SharePoint 2013 introduces some new UI enhancements and some server-side enhancements that continue to help PerformancePoint evolve toward a truly mature product.
In addition to a few trivial enhancements (such as adding a Dashboard Designer button to the Ribbon), SharePoint 2013 adds two major new enhancements to the UI that will be welcome to existing 2010 users:
- Theme support: It was nearly impossible to change the look and feel of core PerformancePoint functionality prior to this new release. It's now much easier. When you publish a dashboard from the designer to SharePoint, it will (for the most part) adopt the theme configured for the site in which it's deployed. Because the dashboard is just a set of pages with Web Parts, site owners can change the theme or create new custom themes without ever touching the Dashboard Designer itself. One important caveat: Chart Web Parts do not conform to the theme. Microsoft explains that these graphical elements are created on the server itself and served up as images to the browser. There are both performance and technical hurdles (primarily performance) that ultimately forced Microsoft to make this decision. That said, efforts have been made to enable charts to "play nice" with existing themes.

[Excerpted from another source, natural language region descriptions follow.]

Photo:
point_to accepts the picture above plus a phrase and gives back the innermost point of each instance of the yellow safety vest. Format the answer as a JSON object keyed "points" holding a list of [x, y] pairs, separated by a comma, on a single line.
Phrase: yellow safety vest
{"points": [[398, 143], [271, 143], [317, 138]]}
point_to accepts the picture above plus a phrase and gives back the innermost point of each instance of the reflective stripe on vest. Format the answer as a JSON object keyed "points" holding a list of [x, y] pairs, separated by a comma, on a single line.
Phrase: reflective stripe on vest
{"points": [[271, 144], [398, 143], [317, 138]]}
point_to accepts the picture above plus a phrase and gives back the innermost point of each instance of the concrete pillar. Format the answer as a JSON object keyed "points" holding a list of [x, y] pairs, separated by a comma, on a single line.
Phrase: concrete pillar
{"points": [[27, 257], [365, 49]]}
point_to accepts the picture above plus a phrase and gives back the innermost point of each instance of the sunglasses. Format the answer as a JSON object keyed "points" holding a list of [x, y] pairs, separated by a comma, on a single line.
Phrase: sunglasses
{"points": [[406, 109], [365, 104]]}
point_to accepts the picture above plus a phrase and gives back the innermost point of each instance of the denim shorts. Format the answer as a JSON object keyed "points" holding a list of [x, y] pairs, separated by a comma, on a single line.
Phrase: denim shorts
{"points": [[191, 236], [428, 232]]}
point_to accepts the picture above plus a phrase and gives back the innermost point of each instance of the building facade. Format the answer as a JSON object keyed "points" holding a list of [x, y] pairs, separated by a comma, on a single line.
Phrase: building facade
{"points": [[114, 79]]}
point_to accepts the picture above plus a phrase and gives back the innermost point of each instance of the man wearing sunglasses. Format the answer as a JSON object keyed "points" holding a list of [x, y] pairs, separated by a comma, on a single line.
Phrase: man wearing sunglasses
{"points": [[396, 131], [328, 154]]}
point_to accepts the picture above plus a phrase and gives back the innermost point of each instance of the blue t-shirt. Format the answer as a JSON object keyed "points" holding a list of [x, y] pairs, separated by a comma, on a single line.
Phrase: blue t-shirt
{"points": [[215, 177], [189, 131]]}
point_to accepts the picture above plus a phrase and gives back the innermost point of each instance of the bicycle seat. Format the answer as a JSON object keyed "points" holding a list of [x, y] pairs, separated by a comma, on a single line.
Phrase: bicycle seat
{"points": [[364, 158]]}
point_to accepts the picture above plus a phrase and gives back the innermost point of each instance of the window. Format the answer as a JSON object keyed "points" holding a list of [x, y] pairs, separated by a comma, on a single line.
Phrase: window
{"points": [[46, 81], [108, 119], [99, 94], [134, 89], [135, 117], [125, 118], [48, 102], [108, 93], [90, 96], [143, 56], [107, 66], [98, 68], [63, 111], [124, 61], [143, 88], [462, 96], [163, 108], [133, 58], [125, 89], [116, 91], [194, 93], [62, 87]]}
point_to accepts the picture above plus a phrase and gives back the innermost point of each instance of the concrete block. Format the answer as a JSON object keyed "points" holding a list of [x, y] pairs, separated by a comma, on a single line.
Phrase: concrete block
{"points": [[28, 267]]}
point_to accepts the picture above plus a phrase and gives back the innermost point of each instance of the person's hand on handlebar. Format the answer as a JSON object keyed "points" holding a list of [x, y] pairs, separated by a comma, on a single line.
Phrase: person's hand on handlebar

- iPad interface: The iPad is now a first-class client to PerformancePoint dashboards. This means, among other things, that iPad-using executives can access your PerformancePoint dashboards using this highly interactive form factor -- including the ability to use touch intuitively and effectively.
Microsoft made some less glamorous but very useful enhancements to server-side features:
PerformancePoint 2013 extends the SharePoint dashboard creation and delivery capability on both the UI and the server side. Some of the changes -- such as a friendly iPad interface and proper SDLC support -- really move the ball forward (although some organizations will say it's finally almost at the starting line). Others changes are less revolutionary. If you looked at and passed over PerformancePoint in the past, these new features should be enough to justify a second look. And if PerformancePoint is already integrated into your environment, these changes will be welcome.
Extended BI Functionality
It's apparent that Microsoft is serious in its campaign to "enable the knowledge worker." SharePoint 2013 will greatly expand Redmond's BI feature set. It's obvious that the goal of the extension of existing services is to make more functionality available that was normally sequestered away from the everyday user.
SharePoint 2013 expands on this functionality by leveraging big data; by pulling in information from throughout the enterprise; and by expanding each user's ability to present data in an attractive manner. If businesses embrace this methodology, it could mean more effective, more agile and more informed workplaces beyond the IT and development world.